Cats (Review)
Cats Made Me Doubt the Existence of a Good and Omnipotent God.
First off, let me say that I love cats. Not the musical but the animal. I honestly knew nothing about the musical except that it’s about the animal I love. My only exposure was the nightmare-inducing trailer that came out before director Tom Hooper “revamped” the CGI for the film. Well, having seen the movie, I now know what Cats is about, and it will be seared into my memory forever whether I like it or not (spoiler alert: I don’t).
Normally, I like to give a synopsis of the films I watch with some shout outs to notable characters and actors in certain roles. With Cats, I honestly don’t want to force myself to wade through the muck it calls a plot. It centers around these things called jellicle cats, which sounds kind of specific and fancy. However, when you look up the word, it turns out it stems from an attempt by T.S. Eliot’s infant niece to say “dear little cat.” In the play and film apparently, it means a lot of things and absolutely nothing at the same time. Which is strangely appropriate because that’s pretty much how I felt about the movie. Basically, a bunch of cats get together for a cat version of American Idol to see which one gets a chance at reincarnation or something. It’s a lot of singing and dancing and in the end, one of them gets whisked away in a hot air balloon somewhere. Honestly, things are a little blurry since my mind is trying to protect me from the trauma that was this film.
Alright, so Cats isn’t all bad. At least relatively speaking. I suppose I should probably specify that by “all bad” I mean “not soul-crushing.” Hooper actually cast a few decent performers, most notably Taylor Swift, Jennifer Hudson, and Francesca Hayward. They bring an air of legitimacy to the songs they’re given but, let’s be honest, making bad songs sound good are kind of their bread and butter. You might notice a few respectable actors in the cast as well, like Judi Dench, Ian McKellan, and Idris Elba. Sadly, their incredible talent only made the film more cringe-worthy as I felt a lot of “second-hand shame” for these talented thespians. In other words, I was embarrassed for them and watching them hiss and rub their faces on each other made me really uncomfortable. If nothing else can be said for Cats, it should go down as the film that the greatest number of big-name celebrities regret the most making in their career.
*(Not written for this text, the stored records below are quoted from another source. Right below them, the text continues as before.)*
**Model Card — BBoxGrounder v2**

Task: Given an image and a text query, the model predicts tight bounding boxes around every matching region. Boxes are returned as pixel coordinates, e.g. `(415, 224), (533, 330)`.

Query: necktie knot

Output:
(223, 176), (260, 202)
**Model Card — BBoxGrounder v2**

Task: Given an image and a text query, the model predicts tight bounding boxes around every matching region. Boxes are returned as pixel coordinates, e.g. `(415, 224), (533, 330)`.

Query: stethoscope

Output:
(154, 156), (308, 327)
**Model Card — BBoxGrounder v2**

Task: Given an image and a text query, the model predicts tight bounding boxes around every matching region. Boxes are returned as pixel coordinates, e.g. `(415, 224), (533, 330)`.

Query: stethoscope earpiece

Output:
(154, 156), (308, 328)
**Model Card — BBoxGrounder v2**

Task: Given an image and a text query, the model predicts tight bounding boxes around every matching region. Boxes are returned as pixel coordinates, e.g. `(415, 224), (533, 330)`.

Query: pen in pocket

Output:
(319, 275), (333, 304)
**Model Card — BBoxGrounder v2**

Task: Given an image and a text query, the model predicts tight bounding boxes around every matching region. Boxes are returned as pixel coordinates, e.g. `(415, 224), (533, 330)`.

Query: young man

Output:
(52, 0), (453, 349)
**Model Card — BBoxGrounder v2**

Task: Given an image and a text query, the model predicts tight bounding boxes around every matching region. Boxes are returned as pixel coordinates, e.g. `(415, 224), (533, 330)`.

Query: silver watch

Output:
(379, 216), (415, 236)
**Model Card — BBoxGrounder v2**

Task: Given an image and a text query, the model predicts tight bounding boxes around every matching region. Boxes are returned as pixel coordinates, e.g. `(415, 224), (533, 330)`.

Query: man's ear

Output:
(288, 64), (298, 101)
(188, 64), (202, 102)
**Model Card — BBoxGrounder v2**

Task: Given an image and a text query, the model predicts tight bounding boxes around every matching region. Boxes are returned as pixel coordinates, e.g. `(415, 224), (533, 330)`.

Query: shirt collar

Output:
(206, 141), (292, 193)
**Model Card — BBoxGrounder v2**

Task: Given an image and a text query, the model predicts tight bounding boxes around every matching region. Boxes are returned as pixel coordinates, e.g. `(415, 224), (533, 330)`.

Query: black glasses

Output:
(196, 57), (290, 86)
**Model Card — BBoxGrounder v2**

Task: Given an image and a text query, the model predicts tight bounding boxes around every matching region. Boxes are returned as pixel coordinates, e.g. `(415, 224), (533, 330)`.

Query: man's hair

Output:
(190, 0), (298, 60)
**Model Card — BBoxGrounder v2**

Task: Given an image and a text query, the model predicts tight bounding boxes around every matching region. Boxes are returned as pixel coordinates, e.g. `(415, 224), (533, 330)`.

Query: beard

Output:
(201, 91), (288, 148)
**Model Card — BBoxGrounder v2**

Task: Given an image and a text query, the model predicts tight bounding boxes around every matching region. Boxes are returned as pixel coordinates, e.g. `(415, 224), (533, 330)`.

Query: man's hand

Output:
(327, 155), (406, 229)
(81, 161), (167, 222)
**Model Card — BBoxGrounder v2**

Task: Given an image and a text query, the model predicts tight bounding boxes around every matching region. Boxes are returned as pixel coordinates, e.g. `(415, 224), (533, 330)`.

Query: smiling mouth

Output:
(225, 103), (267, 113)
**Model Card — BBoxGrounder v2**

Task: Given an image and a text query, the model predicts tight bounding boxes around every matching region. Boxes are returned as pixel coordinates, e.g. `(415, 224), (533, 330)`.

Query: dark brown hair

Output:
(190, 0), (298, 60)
The visuals are probably the most upsetting thing about Cats. The sets are pretty impressive at first until you realize that proportions are apparently not a thing that exists in this hellscape. The characters seem to grow and shrink in proportion to the props and background. Objects never maintain a relative size and the CGI used on the actors actually makes it feel like the whole thing is a poorly done green-screen effect. Speaking of the CGI, Cats is a hellacious fever dream that seems neverending. Not only because, well, just look at the damn thing, but because the effects have all the grace of a glitchy video game cutscene (and I’m talking Playstation 2 at best). Most notably are the collars that every cat wears in the film. They seem to hover inches off the animal’s body as though magnetically repelled by their fur. It might sound nit-picky, but it becomes an irritating distraction early on. I’ve heard rumors that the studio is pushing for a visual effects nomination at the Oscars, which would be very disrespectful to the other films in the category.
Of course, Cats is a musical. I at least knew that going in and I actually enjoy musicals, especially the ones from yesteryear. Don’t worry, I’m not a musical snob, but that doesn’t mean I’m not going to let this particular musical have it. There is literally one song that actually hung in my head after the credits rolled and that was the one performed by Jennifer Hudson. She has such a powerful, siren-esque voice that she could sing the phone book and it would probably get stuck in my head. The other songs seemed desperate to create rhyming verses, and I found the structure to be cumbersome and jarring. Then there was the actual music that sounded as though it was composed by a cat walking across a synthesizer. As someone who deals with cats walking across my keyboard as I try to write reviews, I can tell you this is not a good way to create “art.” Being a musical also means that there are plenty of dance numbers as well. Being a musical about cats means we get to watch people in unitards prance about in the kind of unnerving contemporary style that reminded me of the horrifying numbers in Suspiria (in so much that my mind felt as mutilated as the victims of the coven’s physical witchcraft).
Look, I know that Cats is a “classic.” However, as a film student and a critic, I’ve learned that the term “classic” is not synonymous with good. There are many classics out there that are excruciating to sit through, especially the ones championed by many film snobs. The same can be said for this cinematic nightmare. Even the small glimmers of “good” in it are only relative. The rest is like staring into a Lovecraftian void and feeling your mind recoil in horror as it struggles to comprehend the nightmare unfolding before you. I found Cats to be jaw-dropping in that I couldn’t help wondering why someone would do this to another living being. It’s a visceral movie in that my fight or flight reflex was triggered early and often. Long story short, Tom Hooper made his first legitimate horror movie with Cats and you should avoid it if you wish for your soul to remain untainted.